One of my LinkedIn connections, Dave Mendlen has a post on why the tradeshow is dead.
David Mendlen
Senior Technology Marketing Leader/CMO, Former Microsoft Executive, Speechwriter for Bill Gates and Steve Ballmer
I know David from working on speeches for Bill and Steve and when David moved to Visual Studio Marketing. David’s post on the death of the tradeshow makes excellent points that I am sure many of you will nod your head.
The next time you are at one of those trade shows, watch the engagement model. You will see that almost every customer spends less than a minute at any given booth. They pick up literature, scan their badge to enter the raffle and maybe ask a question or two. In exchange what do you get?
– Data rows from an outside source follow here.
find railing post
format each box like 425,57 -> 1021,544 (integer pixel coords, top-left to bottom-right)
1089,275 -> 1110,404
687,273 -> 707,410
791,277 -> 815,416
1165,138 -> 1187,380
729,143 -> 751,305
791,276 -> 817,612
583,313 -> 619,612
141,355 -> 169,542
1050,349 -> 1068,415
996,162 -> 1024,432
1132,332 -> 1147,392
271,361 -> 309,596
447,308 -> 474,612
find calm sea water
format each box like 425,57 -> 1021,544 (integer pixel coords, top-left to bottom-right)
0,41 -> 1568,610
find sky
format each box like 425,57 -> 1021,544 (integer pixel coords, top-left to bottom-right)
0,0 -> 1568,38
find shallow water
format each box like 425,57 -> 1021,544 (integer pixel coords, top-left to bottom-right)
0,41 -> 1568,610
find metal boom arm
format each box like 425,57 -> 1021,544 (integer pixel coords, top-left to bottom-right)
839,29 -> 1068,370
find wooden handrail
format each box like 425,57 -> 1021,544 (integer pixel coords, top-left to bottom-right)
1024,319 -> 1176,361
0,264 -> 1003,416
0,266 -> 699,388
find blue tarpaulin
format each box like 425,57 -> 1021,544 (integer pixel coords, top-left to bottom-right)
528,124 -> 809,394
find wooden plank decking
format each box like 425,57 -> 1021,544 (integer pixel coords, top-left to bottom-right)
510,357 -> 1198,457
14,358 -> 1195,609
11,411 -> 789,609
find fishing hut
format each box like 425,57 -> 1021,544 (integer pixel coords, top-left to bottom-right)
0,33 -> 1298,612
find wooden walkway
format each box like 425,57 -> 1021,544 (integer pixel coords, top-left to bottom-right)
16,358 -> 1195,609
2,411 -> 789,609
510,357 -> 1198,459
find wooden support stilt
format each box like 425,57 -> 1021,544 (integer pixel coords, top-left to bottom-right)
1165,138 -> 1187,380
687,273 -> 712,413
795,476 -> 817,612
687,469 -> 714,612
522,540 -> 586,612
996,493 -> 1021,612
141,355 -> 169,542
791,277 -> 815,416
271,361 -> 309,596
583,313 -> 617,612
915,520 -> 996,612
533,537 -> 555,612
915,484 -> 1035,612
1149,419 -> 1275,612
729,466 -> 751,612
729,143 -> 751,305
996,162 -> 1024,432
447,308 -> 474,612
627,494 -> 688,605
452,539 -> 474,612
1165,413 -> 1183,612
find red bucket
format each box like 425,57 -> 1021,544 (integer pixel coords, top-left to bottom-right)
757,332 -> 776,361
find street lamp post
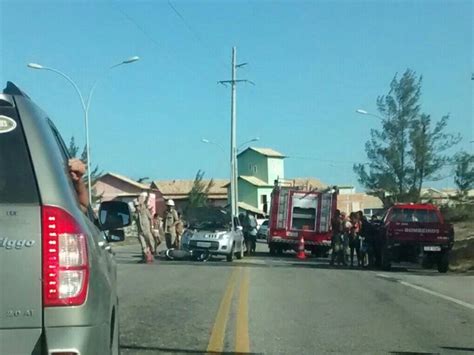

An unqualified lead. I'd argue that the customer likely was interested in winning a free iPad or whatever it is you were raffling off and is not a good, qualified lead. So in exchange for hundreds of thousands of dollars in marketing spend you now have a list of hundreds of unqualified leads - the sales team will call them garbage and they are not wrong.
We’ll see if other marketing companies try to change.
It's time to try a different approach to engage customers. This surface connection to customers is a bad use of marketing dollars and doesn't move the needle.
It's time to drive deeper conversations with customers.
There are exceptions to this, but is it worth the huge marketing spend?
There are a number of ways to get closer, deeper conversations. It's time to try something different.